In an editorial comment, Gregory M. Marcus, MD, FACC, acknowledged the trial's value in offering LAA closure as an alternative in specific cases, particularly when considering the harms of long-term anticoagulation and patient preferences. However, he also stated that the current data are insufficient to broadly conclude that LAA closure is as effective as standard NOAC therapy for most AFib patients.
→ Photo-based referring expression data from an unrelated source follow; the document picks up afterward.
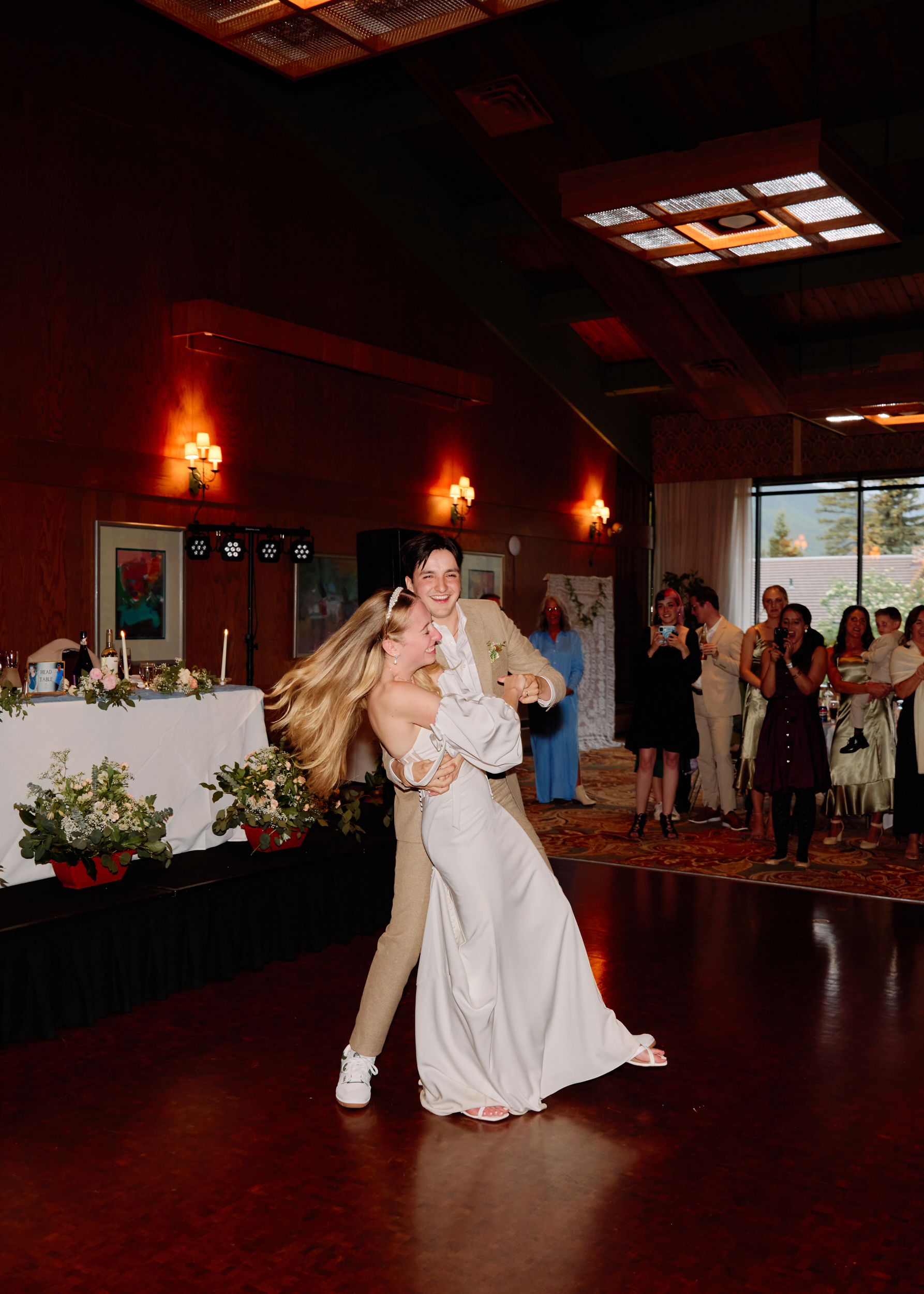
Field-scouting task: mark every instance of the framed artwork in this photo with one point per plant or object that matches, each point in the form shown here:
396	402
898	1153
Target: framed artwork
326	596
482	574
140	588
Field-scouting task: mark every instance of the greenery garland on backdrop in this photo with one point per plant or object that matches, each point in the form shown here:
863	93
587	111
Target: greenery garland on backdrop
81	818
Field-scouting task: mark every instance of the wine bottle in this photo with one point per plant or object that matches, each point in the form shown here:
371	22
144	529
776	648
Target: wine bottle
109	656
84	661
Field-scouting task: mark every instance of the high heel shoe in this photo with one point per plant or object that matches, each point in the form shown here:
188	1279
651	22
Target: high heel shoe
873	844
668	829
835	840
637	829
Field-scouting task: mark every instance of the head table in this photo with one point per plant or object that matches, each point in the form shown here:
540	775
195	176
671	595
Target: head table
170	744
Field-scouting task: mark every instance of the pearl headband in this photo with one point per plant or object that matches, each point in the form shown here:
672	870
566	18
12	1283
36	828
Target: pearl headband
391	604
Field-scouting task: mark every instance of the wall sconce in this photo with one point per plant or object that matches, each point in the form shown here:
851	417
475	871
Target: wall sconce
201	456
463	497
601	516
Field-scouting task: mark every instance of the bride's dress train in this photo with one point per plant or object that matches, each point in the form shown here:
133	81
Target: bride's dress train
508	1007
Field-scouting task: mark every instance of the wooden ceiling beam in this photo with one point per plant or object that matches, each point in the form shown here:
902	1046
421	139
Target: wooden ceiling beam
847	391
676	320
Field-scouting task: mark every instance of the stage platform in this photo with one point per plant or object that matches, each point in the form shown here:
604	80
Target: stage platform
71	957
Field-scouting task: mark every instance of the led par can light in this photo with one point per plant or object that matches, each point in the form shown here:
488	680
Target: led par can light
232	548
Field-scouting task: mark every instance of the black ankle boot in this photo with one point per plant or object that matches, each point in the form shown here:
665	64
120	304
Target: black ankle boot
637	829
668	829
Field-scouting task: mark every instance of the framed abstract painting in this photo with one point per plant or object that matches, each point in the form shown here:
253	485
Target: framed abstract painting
140	588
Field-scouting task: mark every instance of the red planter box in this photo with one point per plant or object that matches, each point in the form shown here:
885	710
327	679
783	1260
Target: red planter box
254	834
78	876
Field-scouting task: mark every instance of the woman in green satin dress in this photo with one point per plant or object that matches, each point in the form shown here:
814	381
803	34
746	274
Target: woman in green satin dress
862	782
760	636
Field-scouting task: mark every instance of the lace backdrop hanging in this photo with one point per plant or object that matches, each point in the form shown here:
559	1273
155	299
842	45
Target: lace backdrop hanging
597	690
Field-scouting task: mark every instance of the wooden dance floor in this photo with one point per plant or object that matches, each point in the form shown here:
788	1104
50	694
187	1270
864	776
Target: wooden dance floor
195	1143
Current evidence generally suggests LAAO may be an option for patients with true contraindications to long-term DOAC therapy.
Device Background and Future Research
The WATCHMAN implant is recognized as the most implanted and studied LAAC device on the market, having been used in over 600,000 patients. The device was introduced in Europe in 2009 and approved by the U.S. Food and Drug Administration (FDA) in 2015. Patient follow-up for the CHAMPION-AF trial will continue through five years to further assess the long-term non-inferiority of LAA closure for ischemic stroke and systemic embolism.